Computation of Lattice Sums: Generalization of the Ewald Method II

Our method of computing lattice sums1 is carried through the final stage of numerical computation. We calculate the expansion coefficients of the crystal potential, evaluated at each inequivalent site of a number of cubic structures. Some of the structures chosen are simple, to afford comparison with previous calculations. Many, however, are too complex to be amenable to other methods, and our results are the first reported. The sequence of computer programs, timing, and accuracy are discussed. In a previous paper 1 concerning lattice sums we discussed summation methods which hinge on two facts: First, many lattices can be decomposed into so-called "primitive" lattices. Second, a wide class of summation procedures is feasible for such primitive lattices, which are impossible or impractical for arbitrary lattices.

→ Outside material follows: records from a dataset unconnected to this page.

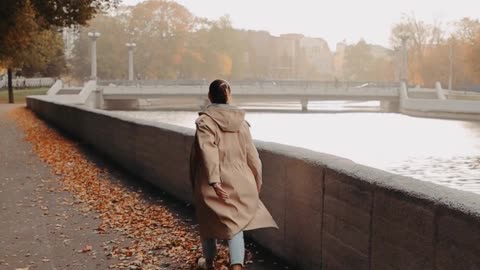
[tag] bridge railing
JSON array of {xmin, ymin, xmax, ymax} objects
[
  {"xmin": 0, "ymin": 77, "xmax": 55, "ymax": 88},
  {"xmin": 98, "ymin": 80, "xmax": 400, "ymax": 90}
]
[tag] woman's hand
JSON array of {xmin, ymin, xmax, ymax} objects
[{"xmin": 212, "ymin": 183, "xmax": 228, "ymax": 201}]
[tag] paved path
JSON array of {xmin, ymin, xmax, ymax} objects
[
  {"xmin": 0, "ymin": 105, "xmax": 293, "ymax": 270},
  {"xmin": 0, "ymin": 105, "xmax": 129, "ymax": 269}
]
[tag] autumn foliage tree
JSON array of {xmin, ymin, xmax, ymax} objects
[
  {"xmin": 0, "ymin": 0, "xmax": 118, "ymax": 103},
  {"xmin": 390, "ymin": 16, "xmax": 480, "ymax": 88}
]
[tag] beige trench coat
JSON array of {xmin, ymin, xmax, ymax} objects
[{"xmin": 190, "ymin": 104, "xmax": 278, "ymax": 239}]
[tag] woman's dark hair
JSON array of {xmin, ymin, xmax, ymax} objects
[{"xmin": 208, "ymin": 79, "xmax": 232, "ymax": 104}]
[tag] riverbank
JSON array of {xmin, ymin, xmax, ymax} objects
[
  {"xmin": 0, "ymin": 87, "xmax": 48, "ymax": 104},
  {"xmin": 0, "ymin": 105, "xmax": 291, "ymax": 270}
]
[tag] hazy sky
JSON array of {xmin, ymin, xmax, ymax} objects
[{"xmin": 123, "ymin": 0, "xmax": 480, "ymax": 50}]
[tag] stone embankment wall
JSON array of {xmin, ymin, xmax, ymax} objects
[{"xmin": 28, "ymin": 97, "xmax": 480, "ymax": 270}]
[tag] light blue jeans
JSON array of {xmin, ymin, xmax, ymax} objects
[{"xmin": 202, "ymin": 231, "xmax": 245, "ymax": 266}]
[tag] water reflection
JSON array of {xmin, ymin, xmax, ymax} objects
[{"xmin": 115, "ymin": 111, "xmax": 480, "ymax": 193}]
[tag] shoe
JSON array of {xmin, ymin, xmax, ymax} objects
[
  {"xmin": 230, "ymin": 264, "xmax": 243, "ymax": 270},
  {"xmin": 197, "ymin": 257, "xmax": 215, "ymax": 270}
]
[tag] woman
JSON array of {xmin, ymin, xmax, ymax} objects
[{"xmin": 190, "ymin": 80, "xmax": 278, "ymax": 270}]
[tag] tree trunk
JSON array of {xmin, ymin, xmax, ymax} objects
[{"xmin": 7, "ymin": 68, "xmax": 14, "ymax": 103}]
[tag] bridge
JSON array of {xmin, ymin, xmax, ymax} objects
[
  {"xmin": 95, "ymin": 81, "xmax": 399, "ymax": 111},
  {"xmin": 40, "ymin": 80, "xmax": 480, "ymax": 120}
]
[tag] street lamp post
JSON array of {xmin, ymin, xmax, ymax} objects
[
  {"xmin": 400, "ymin": 34, "xmax": 408, "ymax": 85},
  {"xmin": 125, "ymin": 43, "xmax": 137, "ymax": 81},
  {"xmin": 88, "ymin": 31, "xmax": 100, "ymax": 80},
  {"xmin": 448, "ymin": 38, "xmax": 455, "ymax": 90}
]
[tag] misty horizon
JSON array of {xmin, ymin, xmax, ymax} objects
[{"xmin": 121, "ymin": 0, "xmax": 479, "ymax": 51}]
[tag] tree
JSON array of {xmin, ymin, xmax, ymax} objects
[
  {"xmin": 390, "ymin": 15, "xmax": 444, "ymax": 84},
  {"xmin": 0, "ymin": 0, "xmax": 118, "ymax": 103},
  {"xmin": 17, "ymin": 30, "xmax": 66, "ymax": 77},
  {"xmin": 71, "ymin": 14, "xmax": 130, "ymax": 80}
]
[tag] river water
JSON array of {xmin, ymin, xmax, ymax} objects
[{"xmin": 114, "ymin": 104, "xmax": 480, "ymax": 194}]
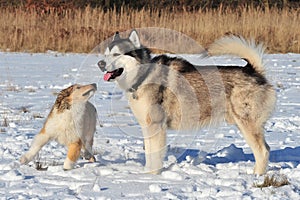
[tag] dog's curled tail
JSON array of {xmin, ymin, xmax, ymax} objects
[{"xmin": 208, "ymin": 35, "xmax": 265, "ymax": 75}]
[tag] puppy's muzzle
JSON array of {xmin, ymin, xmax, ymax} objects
[{"xmin": 97, "ymin": 60, "xmax": 106, "ymax": 72}]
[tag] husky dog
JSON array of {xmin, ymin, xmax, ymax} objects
[
  {"xmin": 20, "ymin": 84, "xmax": 97, "ymax": 170},
  {"xmin": 98, "ymin": 30, "xmax": 276, "ymax": 174}
]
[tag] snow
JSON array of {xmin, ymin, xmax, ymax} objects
[{"xmin": 0, "ymin": 52, "xmax": 300, "ymax": 199}]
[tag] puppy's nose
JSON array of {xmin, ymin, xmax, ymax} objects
[
  {"xmin": 92, "ymin": 83, "xmax": 97, "ymax": 90},
  {"xmin": 98, "ymin": 60, "xmax": 106, "ymax": 72}
]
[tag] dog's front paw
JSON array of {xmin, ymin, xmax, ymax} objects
[
  {"xmin": 20, "ymin": 155, "xmax": 30, "ymax": 165},
  {"xmin": 64, "ymin": 158, "xmax": 75, "ymax": 171},
  {"xmin": 89, "ymin": 156, "xmax": 96, "ymax": 162}
]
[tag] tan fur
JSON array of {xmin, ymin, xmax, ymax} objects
[
  {"xmin": 99, "ymin": 30, "xmax": 276, "ymax": 174},
  {"xmin": 67, "ymin": 140, "xmax": 82, "ymax": 162},
  {"xmin": 20, "ymin": 84, "xmax": 96, "ymax": 169},
  {"xmin": 134, "ymin": 37, "xmax": 276, "ymax": 174}
]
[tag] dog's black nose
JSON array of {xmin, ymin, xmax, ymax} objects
[{"xmin": 98, "ymin": 60, "xmax": 106, "ymax": 72}]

In particular, we developed an extension of the Ewald method, following the general philosophy of Nijboer and DeWette, 2 Adler, 3 and Barlow and Macdonald. 4 The conditions under which a given lattice can be decomposed into primitive lattices, and the algorithm accomplishing this, have been discussed with full generality and rigor by Graham. 5 In this paper we present a sample of numerical results obtained by our method, together with some discussion of computational techniques and computational efficiency. We have evaluated the coefficients, up to order six, for the spherical harmonic expansion of the potential due to a lattice of point charges. We have done this for every inequivalent site in a number of cubic lattices.